Riboflavin–UV-A corneal collagen crosslinking (CXL) can halt progression of keratoconus, reducing the number of corneal transplants required.¹ The classic (“Dresden”) protocol relies on UV-A irradiance of 3 mW/cm² for 30 minutes.² To shorten this procedure, modified protocols have been proposed that use increased irradiance for a shorter duration (e.g., 9 mW/cm² for 10 minutes).³ According to the Bunsen–Roscoe law of reciprocity, as long as the product of irradiance and time of exposure remains the same, the photochemical effect should be the same.⁴ However, accelerated protocols may still be less effective due to the fact that oxygen is consumed faster at increased irradiance.^5,6 Since oxygen is a crucial factor for the photochemical reaction, reduced oxygen availability may lead to a lower CXL effect.⁷ Consistent with this notion, Wang et al.⁸ demonstrated an improvement in stiffness of porcine corneas when oxygen was supplemented during CXL. 

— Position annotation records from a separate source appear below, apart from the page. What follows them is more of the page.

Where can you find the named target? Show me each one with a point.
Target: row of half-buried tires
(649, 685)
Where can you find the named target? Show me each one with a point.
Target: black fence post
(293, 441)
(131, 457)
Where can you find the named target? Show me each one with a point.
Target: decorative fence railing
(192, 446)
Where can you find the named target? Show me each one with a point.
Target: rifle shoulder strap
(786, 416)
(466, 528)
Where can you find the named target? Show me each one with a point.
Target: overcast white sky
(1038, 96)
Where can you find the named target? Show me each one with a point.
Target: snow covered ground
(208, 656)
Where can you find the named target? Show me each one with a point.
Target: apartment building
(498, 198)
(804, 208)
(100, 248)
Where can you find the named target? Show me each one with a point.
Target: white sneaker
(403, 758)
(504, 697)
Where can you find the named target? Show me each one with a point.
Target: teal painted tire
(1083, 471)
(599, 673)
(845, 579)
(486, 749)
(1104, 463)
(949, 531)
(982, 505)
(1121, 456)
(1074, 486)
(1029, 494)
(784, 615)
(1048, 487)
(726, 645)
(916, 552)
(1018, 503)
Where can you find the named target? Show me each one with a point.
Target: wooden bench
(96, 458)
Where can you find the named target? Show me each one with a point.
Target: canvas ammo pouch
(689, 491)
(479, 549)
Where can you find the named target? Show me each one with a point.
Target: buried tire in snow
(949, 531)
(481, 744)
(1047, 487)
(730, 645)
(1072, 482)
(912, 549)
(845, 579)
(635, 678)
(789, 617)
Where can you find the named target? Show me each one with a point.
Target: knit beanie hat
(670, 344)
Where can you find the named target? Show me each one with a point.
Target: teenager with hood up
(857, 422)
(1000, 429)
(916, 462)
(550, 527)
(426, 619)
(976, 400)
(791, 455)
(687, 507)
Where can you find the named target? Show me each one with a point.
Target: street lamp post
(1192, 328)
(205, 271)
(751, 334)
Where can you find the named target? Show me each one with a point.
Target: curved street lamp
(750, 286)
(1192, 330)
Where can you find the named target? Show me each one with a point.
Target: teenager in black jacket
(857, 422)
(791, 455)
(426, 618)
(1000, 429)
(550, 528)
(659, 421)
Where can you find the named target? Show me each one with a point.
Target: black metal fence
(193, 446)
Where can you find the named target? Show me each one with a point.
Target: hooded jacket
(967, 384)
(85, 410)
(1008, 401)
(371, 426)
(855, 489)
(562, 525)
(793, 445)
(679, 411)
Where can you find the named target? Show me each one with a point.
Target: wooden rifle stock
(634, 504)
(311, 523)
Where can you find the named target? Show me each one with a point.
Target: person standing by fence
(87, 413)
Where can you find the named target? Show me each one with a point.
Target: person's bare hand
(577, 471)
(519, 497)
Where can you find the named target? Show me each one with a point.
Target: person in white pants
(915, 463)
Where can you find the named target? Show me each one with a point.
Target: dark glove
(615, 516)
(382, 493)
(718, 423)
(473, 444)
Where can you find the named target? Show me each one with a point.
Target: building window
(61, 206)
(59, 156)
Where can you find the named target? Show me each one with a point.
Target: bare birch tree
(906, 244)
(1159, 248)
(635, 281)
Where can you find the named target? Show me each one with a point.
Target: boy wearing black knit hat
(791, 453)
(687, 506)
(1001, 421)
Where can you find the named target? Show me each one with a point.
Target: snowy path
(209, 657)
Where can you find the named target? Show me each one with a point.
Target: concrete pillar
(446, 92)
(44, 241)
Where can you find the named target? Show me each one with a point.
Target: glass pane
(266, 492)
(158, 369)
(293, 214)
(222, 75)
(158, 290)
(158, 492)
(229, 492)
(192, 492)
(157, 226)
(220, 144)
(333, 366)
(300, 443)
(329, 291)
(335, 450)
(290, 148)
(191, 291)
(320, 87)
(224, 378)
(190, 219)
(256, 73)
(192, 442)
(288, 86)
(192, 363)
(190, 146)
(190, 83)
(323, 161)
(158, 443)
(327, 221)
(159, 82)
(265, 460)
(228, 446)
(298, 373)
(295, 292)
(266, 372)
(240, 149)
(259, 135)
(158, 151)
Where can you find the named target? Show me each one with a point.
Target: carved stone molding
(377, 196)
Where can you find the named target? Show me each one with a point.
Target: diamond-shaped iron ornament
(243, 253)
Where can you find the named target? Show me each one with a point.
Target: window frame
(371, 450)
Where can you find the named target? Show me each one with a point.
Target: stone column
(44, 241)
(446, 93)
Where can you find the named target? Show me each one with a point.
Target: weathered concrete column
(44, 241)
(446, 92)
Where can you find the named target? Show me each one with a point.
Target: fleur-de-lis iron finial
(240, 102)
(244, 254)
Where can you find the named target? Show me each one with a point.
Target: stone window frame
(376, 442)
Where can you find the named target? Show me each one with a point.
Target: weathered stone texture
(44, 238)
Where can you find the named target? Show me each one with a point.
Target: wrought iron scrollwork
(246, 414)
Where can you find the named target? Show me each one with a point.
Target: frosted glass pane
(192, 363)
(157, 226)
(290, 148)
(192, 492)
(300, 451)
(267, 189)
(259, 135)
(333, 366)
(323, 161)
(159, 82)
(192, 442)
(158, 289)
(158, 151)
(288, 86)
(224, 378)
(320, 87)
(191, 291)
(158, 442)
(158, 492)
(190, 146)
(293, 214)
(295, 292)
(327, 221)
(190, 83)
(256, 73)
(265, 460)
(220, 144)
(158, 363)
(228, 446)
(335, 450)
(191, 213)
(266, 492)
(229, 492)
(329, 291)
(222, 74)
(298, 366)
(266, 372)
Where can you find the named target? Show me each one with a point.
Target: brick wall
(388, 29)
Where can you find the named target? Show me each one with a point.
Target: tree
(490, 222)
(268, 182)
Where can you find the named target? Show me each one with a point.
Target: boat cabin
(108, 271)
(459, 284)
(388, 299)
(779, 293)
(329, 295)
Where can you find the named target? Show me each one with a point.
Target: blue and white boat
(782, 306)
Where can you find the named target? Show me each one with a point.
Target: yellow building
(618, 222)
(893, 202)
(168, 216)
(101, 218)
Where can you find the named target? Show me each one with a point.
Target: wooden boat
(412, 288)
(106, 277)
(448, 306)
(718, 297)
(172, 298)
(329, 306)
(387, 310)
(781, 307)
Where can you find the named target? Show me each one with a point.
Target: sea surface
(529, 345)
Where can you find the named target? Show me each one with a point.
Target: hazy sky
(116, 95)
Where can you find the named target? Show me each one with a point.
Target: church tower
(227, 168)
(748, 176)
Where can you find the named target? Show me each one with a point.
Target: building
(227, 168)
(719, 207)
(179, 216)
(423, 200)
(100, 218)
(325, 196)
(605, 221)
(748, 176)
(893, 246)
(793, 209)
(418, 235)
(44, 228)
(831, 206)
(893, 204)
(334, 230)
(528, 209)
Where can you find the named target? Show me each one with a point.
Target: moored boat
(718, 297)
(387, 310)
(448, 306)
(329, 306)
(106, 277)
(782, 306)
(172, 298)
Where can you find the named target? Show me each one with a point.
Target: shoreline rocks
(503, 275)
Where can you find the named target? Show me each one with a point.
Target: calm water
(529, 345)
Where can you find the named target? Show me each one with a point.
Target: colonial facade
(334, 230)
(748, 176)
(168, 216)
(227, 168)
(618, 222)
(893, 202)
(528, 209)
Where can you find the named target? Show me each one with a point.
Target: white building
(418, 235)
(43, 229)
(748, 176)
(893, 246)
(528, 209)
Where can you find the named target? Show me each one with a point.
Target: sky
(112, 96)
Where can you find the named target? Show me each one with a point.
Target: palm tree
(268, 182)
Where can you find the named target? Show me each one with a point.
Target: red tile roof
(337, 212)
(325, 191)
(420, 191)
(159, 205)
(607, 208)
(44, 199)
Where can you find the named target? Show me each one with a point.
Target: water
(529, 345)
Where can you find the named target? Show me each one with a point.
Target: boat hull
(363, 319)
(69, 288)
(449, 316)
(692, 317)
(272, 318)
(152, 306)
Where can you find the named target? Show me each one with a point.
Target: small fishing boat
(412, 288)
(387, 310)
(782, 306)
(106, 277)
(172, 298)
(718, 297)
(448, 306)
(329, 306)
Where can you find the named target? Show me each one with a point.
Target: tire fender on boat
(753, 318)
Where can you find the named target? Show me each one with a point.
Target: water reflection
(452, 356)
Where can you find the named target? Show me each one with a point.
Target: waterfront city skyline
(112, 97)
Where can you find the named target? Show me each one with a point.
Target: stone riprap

To study the dynamics of stromal oxygen levels during CXL, intracorneal oxygen measurements can be performed using a fiber-optic microsensor.^9–11 Previous studies have demonstrated a rapid decline in oxygen concentration within seconds of the onset of UV-A irradiation.^9–11 After switching off UV-A light, the oxygen concentration returns to baseline within a few minutes. Seiler et al.¹¹ demonstrated that oxygen concentration decreases with tissue depth, underscoring the importance of tissue penetration of oxygen during the course of CXL. 

Hyperbaric oxygenation utilizes a medical treatment chamber to raise the partial pressure of oxygen. This has been used therapeutically to increase the diffusion rate of oxygen into different (ocular) tissues.¹² We have previously shown that corneal stromal oxygen concentration can be enhanced by hyperbaric oxygenation during CXL using the Dresden protocol.¹³ Here, we report that hyperbaric oxygenation results in a meaningful elevation of stromal oxygen levels during accelerated CXL and provide evidence that it can improve the effect of accelerated CXL on corneal tissue resistance to enzymatic degradation. 

Experiments used porcine eyes from a local slaughterhouse (Theo Keinhörster Großschlachterei mit Fleischhandel e.K., Recklinghausen, Germany). In using this tissue, this investigation adheres to the ARVO Statement for the Use of Animals in Ophthalmic and Vision Research. Animals were approximately 6 months old. Experiments were performed within 36 hours after tissue collection. Four different CXL treatment protocols were used; these are shown in the Table. An untreated control group was analyzed for comparison. During CXL, stromal oxygen concentration was measured as described below. Following CXL, enzymatic testing was performed on five corneas, and biomechanical testing was performed on five corneas in each group (except CXL_hyp, where no enzymatic testing was performed to safe resources). 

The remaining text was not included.